Pantau - Kepala Komando Pusat Amerika Serikat (CENTCOM) Laksamana Brad Cooper dilaporkan mengusulkan penghentian serangan di Selat Hormuz karena operasi militer tersebut dinilai telah mencapai batas efektivitas dalam melemahkan kemampuan Iran menyerang kapal.
Laporan tersebut disampaikan Axios dengan mengutip sumber-sumber yang mengetahui perkembangan pembahasan di lingkungan Pentagon dan Gedung Putih.

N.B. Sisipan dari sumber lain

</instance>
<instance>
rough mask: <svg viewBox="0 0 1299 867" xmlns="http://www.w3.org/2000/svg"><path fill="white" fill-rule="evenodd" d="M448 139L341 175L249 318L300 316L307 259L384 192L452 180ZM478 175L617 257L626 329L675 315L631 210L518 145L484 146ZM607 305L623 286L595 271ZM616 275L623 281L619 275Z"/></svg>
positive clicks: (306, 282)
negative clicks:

Rekomendasi CENTCOM Pengaruhi Keputusan Trump
Menurut laporan Axios, rekomendasi Cooper bersama sejumlah penasihat lainnya turut memengaruhi keputusan Presiden Amerika Serikat Donald Trump pada Jumat untuk menghentikan sementara pemboman terhadap Iran.
Cooper menilai serangan udara yang telah dilakukan secara signifikan mengurangi kemampuan Iran dalam melancarkan serangan terhadap kapal di kawasan Selat Hormuz.

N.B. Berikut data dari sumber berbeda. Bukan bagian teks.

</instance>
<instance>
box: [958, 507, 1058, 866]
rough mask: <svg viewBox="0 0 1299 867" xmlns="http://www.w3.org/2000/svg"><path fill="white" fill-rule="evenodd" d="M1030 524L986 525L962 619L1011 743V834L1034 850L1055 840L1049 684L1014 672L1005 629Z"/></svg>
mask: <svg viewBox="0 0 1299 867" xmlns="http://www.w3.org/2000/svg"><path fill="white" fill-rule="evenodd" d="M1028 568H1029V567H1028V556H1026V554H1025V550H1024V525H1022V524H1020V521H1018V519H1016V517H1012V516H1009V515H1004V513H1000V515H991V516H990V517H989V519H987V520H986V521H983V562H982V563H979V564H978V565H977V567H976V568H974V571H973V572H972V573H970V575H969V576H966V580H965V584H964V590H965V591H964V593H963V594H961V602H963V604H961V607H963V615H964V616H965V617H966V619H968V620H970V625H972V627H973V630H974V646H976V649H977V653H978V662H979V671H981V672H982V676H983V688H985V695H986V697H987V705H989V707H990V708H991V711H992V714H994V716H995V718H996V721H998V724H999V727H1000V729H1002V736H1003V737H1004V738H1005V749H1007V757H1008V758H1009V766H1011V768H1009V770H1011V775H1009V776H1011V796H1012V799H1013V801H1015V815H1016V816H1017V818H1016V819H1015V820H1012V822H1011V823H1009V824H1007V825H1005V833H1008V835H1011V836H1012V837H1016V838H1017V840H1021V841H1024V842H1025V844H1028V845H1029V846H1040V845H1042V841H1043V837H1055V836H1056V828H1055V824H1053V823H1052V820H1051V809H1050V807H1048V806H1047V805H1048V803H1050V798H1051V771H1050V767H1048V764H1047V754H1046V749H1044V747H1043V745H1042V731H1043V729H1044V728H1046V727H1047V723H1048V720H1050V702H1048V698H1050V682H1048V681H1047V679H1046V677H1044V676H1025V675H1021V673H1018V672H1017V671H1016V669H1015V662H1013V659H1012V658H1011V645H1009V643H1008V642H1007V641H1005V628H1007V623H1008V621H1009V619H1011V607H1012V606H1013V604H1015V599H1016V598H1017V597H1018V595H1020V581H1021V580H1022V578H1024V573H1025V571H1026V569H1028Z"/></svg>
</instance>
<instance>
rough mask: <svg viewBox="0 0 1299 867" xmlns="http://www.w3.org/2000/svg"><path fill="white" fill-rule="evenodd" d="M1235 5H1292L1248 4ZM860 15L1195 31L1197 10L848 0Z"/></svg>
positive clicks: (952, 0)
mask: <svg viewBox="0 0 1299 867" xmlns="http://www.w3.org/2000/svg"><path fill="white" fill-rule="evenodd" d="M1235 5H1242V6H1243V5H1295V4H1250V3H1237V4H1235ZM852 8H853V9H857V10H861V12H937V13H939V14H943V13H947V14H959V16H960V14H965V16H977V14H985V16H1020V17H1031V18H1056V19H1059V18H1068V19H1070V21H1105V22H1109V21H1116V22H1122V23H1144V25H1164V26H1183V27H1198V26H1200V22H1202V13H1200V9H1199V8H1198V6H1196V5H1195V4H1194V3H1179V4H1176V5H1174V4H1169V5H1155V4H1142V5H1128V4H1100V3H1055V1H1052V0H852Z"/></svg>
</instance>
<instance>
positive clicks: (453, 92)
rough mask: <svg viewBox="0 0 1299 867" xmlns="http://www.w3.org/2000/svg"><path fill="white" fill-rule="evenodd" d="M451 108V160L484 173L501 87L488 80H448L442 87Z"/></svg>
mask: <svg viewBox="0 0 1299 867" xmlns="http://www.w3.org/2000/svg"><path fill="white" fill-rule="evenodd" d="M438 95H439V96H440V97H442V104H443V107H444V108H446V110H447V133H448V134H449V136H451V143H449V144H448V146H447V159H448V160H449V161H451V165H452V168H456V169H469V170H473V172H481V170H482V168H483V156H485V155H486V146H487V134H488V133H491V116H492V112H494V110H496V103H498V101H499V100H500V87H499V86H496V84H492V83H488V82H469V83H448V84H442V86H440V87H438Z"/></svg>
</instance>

Ia juga meyakini sebagian besar target yang menjadi sasaran operasi udara telah berhasil diserang.
Laporan itu menyebutkan pandangan tersebut mencerminkan pengakuan dari para penasihat militer dan sipil bahwa kemampuan mencapai tujuan melalui aksi militer, termasuk kekuatan udara, memiliki keterbatasan.
Dialog Iran dan Oman Terus Berlangsung
Sebelumnya, CBS mengutip pejabat regional yang tidak disebutkan namanya melaporkan bahwa Amerika Serikat menangguhkan rangkaian serangan terhadap Iran agar tidak mengganggu proses negosiasi antara Teheran dan Oman.
Sementara itu, Kementerian Luar Negeri Iran menyatakan beberapa putaran dialog dengan Oman telah berlangsung di Teheran pada 24 dan 25 Juli di tingkat wakil menteri luar negeri.
Pembahasan tersebut difokuskan pada prinsip-prinsip umum dan mekanisme praktis untuk mengelola pelayaran yang aman di Selat Hormuz.
Kementerian Luar Negeri Iran menyatakan kedua negara telah mencapai kemajuan dalam dialog mengenai pelayaran di Selat Hormuz, meski situasi di jalur perairan strategis tersebut masih belum mengalami perubahan.